Imagination Announces PowerVR Series7XT Plus Family - Rogue Gets Improved Compute
by Ryan Smith on January 6, 2016 10:00 AM EST- Posted in
- GPUs
- Mobile
- Imagination Technologies
- PowerVR
- CES 2016
A regular sight at CES at most years is a new PowerVR graphics announcement from the crew over at Imagination, and this year is no exception. Shortly before CES last year we were introduced to the company’s PowerVR Series7XT family, a significant iteration on their base Rogue architecture that added full support for the Android Extension Pack to their GPUs, along with specific improvements to improve energy efficiency, overall graphics performance, and compute performance. Imagination also used Series7XT to lay the groundwork for larger designs containing more GPU clusters, giving the architecture the ability to scale up to a rather sizable 16 cores.

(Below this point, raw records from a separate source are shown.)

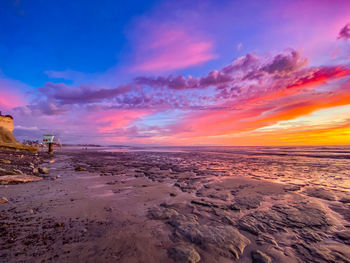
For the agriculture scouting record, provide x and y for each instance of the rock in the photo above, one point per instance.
(3, 200)
(17, 171)
(284, 216)
(161, 213)
(248, 202)
(222, 239)
(264, 239)
(320, 193)
(184, 253)
(292, 188)
(345, 200)
(260, 257)
(344, 235)
(16, 179)
(43, 170)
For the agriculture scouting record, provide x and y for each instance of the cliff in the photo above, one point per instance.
(7, 139)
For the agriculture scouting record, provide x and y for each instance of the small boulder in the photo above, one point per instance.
(3, 200)
(43, 170)
(260, 257)
(17, 171)
(184, 253)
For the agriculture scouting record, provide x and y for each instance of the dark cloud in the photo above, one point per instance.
(345, 32)
(286, 63)
(64, 94)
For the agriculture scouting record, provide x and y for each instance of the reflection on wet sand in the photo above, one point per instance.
(189, 204)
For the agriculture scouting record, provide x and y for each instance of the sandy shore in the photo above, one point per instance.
(170, 207)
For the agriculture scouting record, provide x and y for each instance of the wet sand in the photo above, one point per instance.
(191, 205)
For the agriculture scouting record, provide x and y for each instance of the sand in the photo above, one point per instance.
(172, 207)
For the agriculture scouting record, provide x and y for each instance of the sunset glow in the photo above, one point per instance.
(179, 73)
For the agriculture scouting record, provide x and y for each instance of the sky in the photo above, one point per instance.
(177, 72)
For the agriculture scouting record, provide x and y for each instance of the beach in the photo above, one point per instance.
(179, 204)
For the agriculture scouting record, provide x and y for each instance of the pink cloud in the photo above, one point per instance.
(114, 119)
(10, 97)
(168, 49)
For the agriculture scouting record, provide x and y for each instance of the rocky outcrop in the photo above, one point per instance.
(7, 139)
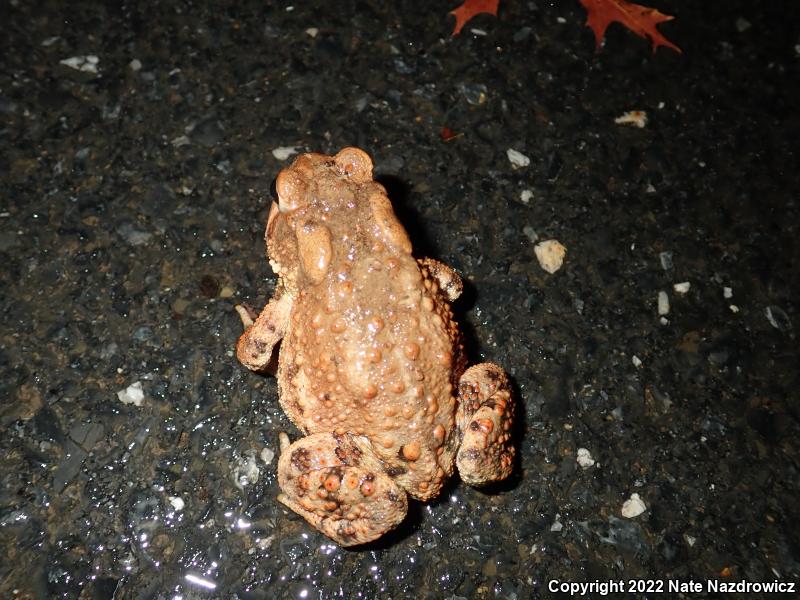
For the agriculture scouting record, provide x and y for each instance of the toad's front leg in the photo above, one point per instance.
(338, 485)
(485, 415)
(255, 345)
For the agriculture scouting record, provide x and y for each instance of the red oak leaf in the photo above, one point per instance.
(642, 20)
(470, 8)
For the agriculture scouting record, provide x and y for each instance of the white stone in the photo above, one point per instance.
(284, 152)
(518, 159)
(550, 254)
(636, 118)
(682, 287)
(557, 525)
(633, 506)
(267, 454)
(133, 394)
(663, 303)
(584, 458)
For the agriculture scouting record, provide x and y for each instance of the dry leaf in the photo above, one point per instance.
(642, 20)
(469, 9)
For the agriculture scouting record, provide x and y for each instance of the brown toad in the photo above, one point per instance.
(371, 365)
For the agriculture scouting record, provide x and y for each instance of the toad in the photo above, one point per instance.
(371, 366)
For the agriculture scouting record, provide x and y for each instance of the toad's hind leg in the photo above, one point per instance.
(337, 484)
(485, 415)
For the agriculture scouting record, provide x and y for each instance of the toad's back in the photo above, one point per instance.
(372, 348)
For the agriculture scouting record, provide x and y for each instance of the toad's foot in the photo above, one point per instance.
(448, 280)
(336, 483)
(255, 345)
(485, 414)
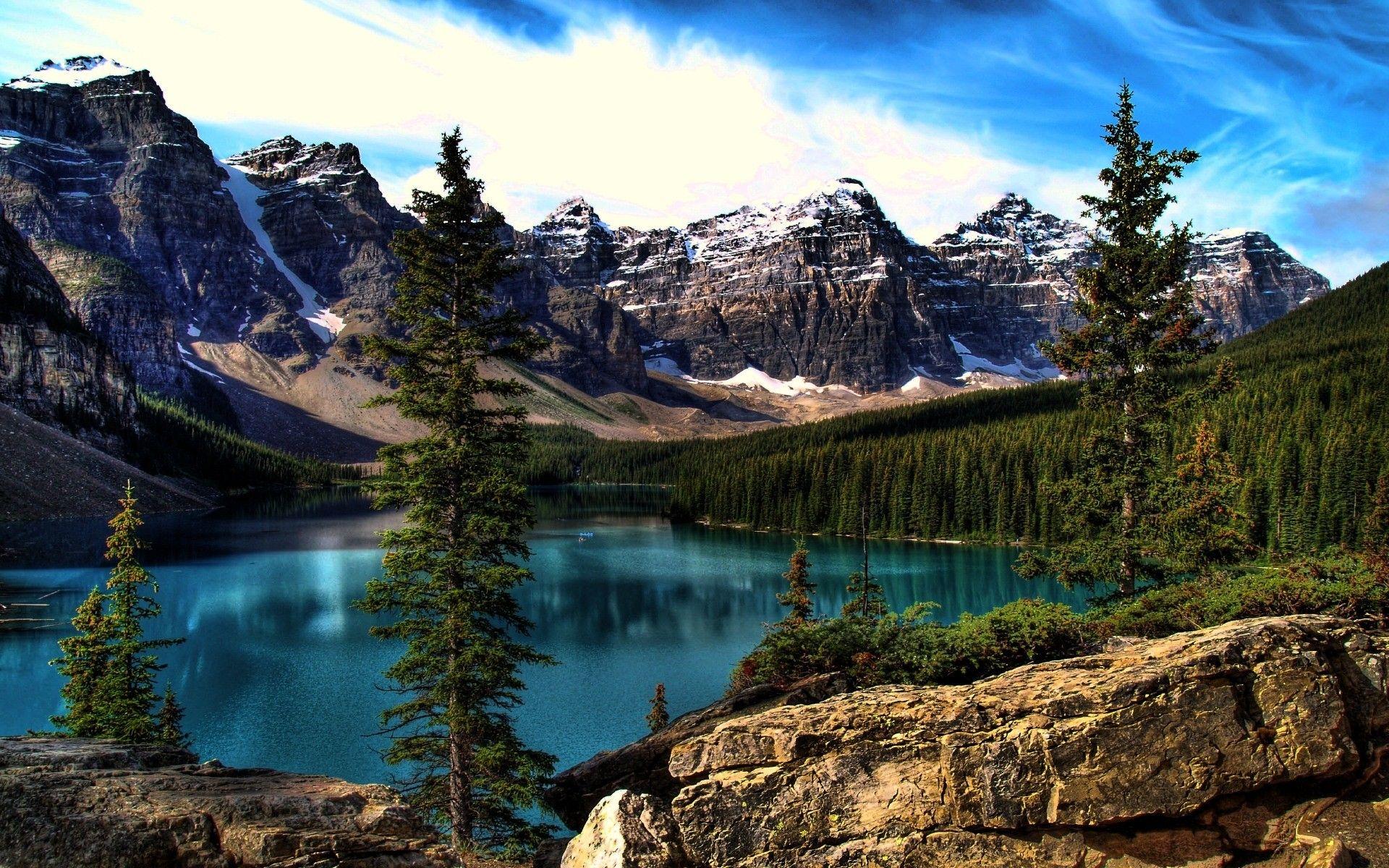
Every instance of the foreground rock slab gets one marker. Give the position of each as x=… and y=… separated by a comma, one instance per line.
x=642, y=765
x=95, y=803
x=1205, y=749
x=626, y=831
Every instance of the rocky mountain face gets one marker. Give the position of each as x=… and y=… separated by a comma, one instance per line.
x=92, y=157
x=1027, y=260
x=87, y=801
x=828, y=289
x=122, y=312
x=52, y=370
x=279, y=258
x=593, y=344
x=1235, y=745
x=330, y=226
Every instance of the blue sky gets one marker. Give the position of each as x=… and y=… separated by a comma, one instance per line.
x=661, y=113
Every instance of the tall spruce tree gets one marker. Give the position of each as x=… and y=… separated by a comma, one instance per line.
x=170, y=721
x=449, y=573
x=1198, y=525
x=110, y=665
x=1139, y=324
x=800, y=590
x=84, y=663
x=127, y=689
x=866, y=597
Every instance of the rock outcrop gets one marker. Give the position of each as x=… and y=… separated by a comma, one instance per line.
x=626, y=831
x=825, y=288
x=330, y=224
x=593, y=344
x=1027, y=259
x=80, y=801
x=52, y=368
x=1199, y=749
x=642, y=765
x=93, y=157
x=831, y=291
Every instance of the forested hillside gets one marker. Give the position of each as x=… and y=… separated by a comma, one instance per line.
x=1309, y=428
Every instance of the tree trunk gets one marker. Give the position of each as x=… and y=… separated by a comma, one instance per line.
x=460, y=786
x=1129, y=570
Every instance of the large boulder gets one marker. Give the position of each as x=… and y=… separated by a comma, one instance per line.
x=1198, y=749
x=93, y=803
x=642, y=765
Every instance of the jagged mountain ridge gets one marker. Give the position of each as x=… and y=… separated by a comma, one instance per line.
x=51, y=368
x=330, y=224
x=1241, y=278
x=825, y=289
x=830, y=289
x=90, y=156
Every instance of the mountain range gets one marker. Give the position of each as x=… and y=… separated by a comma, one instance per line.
x=243, y=285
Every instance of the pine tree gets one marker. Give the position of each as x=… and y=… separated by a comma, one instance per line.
x=127, y=694
x=799, y=588
x=85, y=659
x=451, y=571
x=659, y=718
x=1198, y=524
x=866, y=597
x=1139, y=324
x=1375, y=534
x=171, y=721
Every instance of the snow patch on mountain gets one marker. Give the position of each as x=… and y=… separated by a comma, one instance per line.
x=752, y=378
x=1016, y=368
x=246, y=195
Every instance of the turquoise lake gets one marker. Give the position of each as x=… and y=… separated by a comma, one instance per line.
x=279, y=671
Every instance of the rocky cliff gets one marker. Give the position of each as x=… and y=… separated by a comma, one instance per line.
x=92, y=156
x=830, y=291
x=81, y=801
x=278, y=258
x=331, y=226
x=1215, y=747
x=827, y=289
x=1027, y=259
x=122, y=310
x=52, y=368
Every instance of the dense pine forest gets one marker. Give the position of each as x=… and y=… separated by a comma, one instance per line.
x=185, y=443
x=1306, y=427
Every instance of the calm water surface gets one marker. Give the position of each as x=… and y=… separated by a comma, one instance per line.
x=278, y=668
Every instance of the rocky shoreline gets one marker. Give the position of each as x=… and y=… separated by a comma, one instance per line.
x=1256, y=742
x=1215, y=747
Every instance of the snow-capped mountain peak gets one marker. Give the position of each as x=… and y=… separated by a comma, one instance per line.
x=573, y=217
x=71, y=72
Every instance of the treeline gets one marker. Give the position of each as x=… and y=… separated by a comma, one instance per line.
x=1307, y=427
x=179, y=442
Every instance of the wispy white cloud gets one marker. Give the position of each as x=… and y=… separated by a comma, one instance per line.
x=653, y=134
x=663, y=125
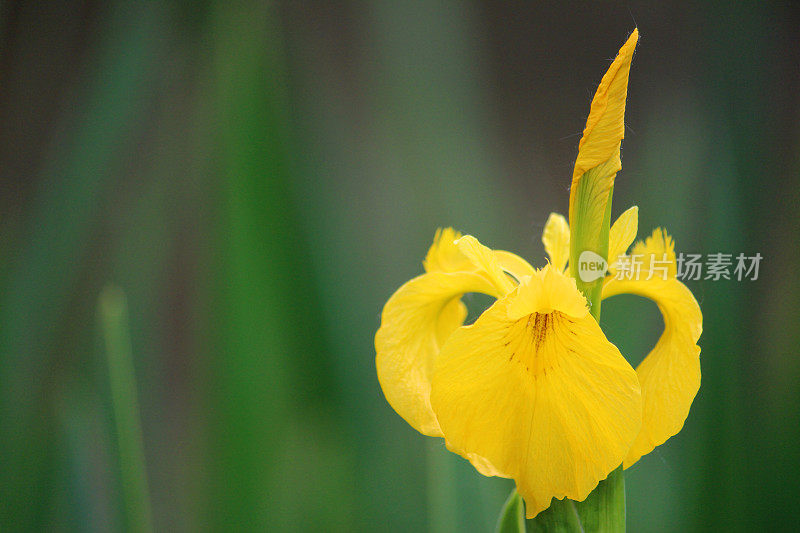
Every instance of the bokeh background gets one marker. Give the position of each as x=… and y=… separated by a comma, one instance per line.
x=258, y=178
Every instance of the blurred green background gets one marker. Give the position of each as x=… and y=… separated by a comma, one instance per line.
x=257, y=179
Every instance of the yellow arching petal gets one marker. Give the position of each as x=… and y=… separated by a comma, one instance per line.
x=513, y=264
x=622, y=234
x=605, y=127
x=544, y=398
x=415, y=323
x=670, y=374
x=656, y=255
x=444, y=255
x=555, y=238
x=486, y=263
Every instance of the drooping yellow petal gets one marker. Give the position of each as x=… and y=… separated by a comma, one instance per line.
x=415, y=322
x=670, y=374
x=544, y=397
x=622, y=234
x=555, y=238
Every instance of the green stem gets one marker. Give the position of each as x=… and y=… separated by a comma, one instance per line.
x=122, y=380
x=442, y=515
x=512, y=516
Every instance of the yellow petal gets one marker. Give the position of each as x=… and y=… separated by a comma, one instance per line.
x=657, y=255
x=513, y=264
x=598, y=162
x=415, y=322
x=622, y=234
x=444, y=255
x=544, y=398
x=485, y=261
x=555, y=238
x=670, y=374
x=605, y=127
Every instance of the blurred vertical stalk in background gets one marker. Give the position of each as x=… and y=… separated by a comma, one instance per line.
x=41, y=275
x=113, y=313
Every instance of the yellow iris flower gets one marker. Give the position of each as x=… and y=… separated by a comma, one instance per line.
x=533, y=390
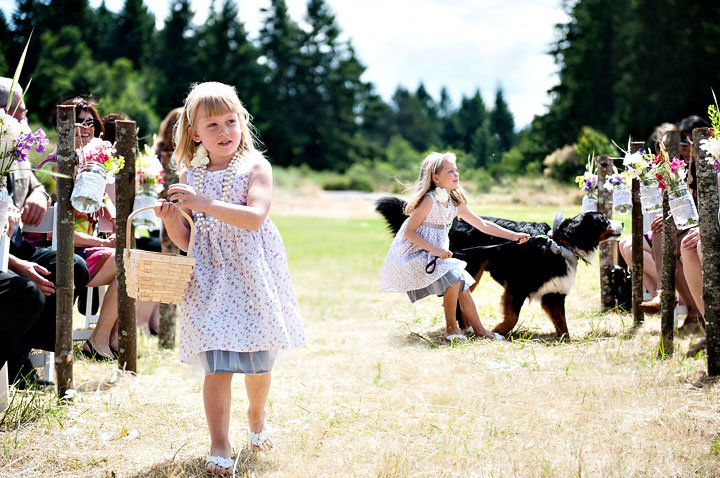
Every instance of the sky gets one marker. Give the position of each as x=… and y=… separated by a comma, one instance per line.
x=461, y=44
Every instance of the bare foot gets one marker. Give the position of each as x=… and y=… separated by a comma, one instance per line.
x=695, y=349
x=454, y=335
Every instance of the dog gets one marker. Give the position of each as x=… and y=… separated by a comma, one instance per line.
x=543, y=268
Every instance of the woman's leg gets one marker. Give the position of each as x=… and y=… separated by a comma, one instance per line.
x=258, y=388
x=216, y=398
x=100, y=337
x=450, y=299
x=144, y=312
x=469, y=313
x=106, y=274
x=692, y=268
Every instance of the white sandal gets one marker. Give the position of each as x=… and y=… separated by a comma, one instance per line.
x=260, y=438
x=222, y=462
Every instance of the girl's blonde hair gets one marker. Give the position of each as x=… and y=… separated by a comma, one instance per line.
x=209, y=99
x=432, y=164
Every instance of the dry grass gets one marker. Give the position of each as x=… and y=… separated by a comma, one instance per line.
x=378, y=393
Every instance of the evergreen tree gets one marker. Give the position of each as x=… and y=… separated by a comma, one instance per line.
x=279, y=115
x=104, y=46
x=174, y=58
x=226, y=54
x=333, y=89
x=502, y=123
x=586, y=55
x=468, y=119
x=134, y=33
x=412, y=122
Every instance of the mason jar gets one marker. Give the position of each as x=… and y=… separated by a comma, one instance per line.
x=622, y=199
x=145, y=197
x=589, y=203
x=682, y=208
x=650, y=196
x=89, y=187
x=5, y=201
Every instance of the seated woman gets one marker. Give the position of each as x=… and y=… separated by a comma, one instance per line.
x=99, y=253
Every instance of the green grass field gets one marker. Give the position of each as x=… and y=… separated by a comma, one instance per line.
x=378, y=392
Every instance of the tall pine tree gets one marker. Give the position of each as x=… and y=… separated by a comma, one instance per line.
x=175, y=58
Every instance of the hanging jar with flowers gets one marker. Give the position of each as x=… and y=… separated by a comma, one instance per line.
x=671, y=175
x=148, y=185
x=98, y=166
x=638, y=166
x=588, y=183
x=16, y=140
x=619, y=184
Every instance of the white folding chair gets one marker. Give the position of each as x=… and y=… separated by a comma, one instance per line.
x=4, y=383
x=49, y=225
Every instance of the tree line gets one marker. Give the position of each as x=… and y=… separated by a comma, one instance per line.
x=301, y=81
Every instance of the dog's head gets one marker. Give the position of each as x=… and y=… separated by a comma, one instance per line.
x=583, y=233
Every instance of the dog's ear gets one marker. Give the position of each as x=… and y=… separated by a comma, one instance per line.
x=557, y=220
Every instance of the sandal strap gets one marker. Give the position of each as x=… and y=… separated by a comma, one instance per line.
x=260, y=437
x=220, y=461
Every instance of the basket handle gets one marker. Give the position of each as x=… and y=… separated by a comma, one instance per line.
x=191, y=244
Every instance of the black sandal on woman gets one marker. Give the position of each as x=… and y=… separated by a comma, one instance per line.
x=93, y=354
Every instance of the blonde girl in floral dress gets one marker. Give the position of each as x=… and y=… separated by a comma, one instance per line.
x=437, y=198
x=240, y=308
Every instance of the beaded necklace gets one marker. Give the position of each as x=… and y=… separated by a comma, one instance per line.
x=203, y=221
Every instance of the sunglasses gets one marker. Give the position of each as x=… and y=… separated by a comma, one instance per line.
x=86, y=123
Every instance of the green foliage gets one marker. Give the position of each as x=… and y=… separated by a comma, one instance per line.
x=593, y=143
x=563, y=164
x=302, y=83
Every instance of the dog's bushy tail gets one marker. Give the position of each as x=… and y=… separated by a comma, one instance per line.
x=391, y=209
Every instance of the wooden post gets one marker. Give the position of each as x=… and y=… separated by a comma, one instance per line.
x=64, y=282
x=669, y=260
x=637, y=246
x=126, y=135
x=710, y=240
x=168, y=312
x=605, y=205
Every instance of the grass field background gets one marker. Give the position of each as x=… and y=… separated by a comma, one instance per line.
x=378, y=392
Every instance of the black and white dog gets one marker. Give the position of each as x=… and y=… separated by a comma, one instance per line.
x=542, y=268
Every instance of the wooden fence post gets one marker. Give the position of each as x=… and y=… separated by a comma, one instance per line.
x=64, y=282
x=669, y=259
x=605, y=205
x=637, y=246
x=168, y=312
x=126, y=134
x=710, y=240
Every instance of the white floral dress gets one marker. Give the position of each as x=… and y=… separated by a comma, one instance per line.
x=404, y=269
x=240, y=297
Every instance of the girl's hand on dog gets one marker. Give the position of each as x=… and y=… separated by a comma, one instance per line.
x=442, y=253
x=522, y=238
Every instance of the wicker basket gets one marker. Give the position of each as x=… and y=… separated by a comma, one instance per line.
x=155, y=276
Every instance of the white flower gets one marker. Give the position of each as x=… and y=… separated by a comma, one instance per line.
x=441, y=195
x=711, y=146
x=200, y=158
x=12, y=127
x=70, y=393
x=631, y=159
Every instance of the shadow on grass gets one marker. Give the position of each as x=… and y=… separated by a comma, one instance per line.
x=248, y=465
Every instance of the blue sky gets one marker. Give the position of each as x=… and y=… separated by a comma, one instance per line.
x=462, y=44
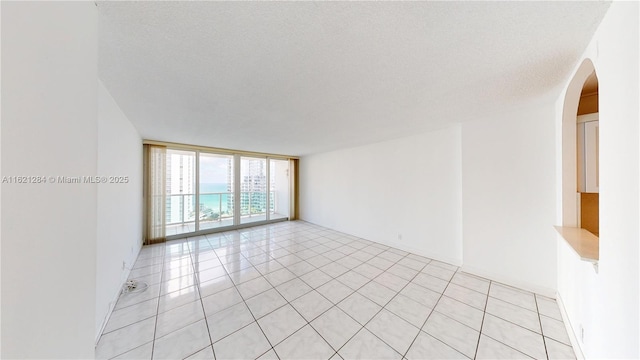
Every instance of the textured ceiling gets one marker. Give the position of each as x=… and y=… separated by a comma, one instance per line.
x=303, y=77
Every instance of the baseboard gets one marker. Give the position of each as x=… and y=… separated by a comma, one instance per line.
x=577, y=346
x=541, y=290
x=114, y=299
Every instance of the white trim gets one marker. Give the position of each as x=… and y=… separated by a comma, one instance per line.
x=588, y=117
x=577, y=346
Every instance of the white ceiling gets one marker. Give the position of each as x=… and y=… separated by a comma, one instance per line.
x=303, y=77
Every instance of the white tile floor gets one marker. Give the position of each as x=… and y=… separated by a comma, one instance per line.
x=293, y=290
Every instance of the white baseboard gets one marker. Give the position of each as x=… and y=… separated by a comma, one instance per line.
x=544, y=291
x=577, y=345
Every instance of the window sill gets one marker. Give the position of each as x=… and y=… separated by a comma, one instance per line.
x=584, y=243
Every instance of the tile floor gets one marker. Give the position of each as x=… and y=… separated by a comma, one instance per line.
x=294, y=290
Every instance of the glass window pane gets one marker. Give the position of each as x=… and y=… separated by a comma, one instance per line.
x=216, y=190
x=279, y=189
x=253, y=190
x=180, y=185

After modernizing Rogue’s graphics capabilities with Series7XT, for their follow-up Imagination is taking a slightly different path. This year they are turning their efforts towards compute, with while also working on energy and memory efficiency on the side. To that end the company is using CES 2016 to announce the next iteration of the Rogue architecture, PowerVR Series7XT Plus.
With Series7XT Plus, Imagination is focusing first and foremost on improving Rogue’s compute performance and compute capabilities. To accomplish this they are making two important changes to the Rogue architecture. First and foremost, Imagination is upgrading Rogue’s integer ALUs to more efficiently handle smaller integer formats.
Though Imagination hasn’t drawn out the integer ALUs in previous generations’ architecture diagrams, the architecture has always contained INT32 ALUs. What has changed for Series7XT then is how those ALUs handle smaller INT16 and INT8 formats. Previously those formats would be run through the integer ALUs as INT32s, which though practical meant that there were few performance gains from using smaller integers since they weren’t really processed as smaller numbers. Series7XT Plus significantly changes this: the integer ALUs can now combine operations into a single operation based on their width. One ALU can now process 1 INT32, 2 INT16s, or 4 INT8s.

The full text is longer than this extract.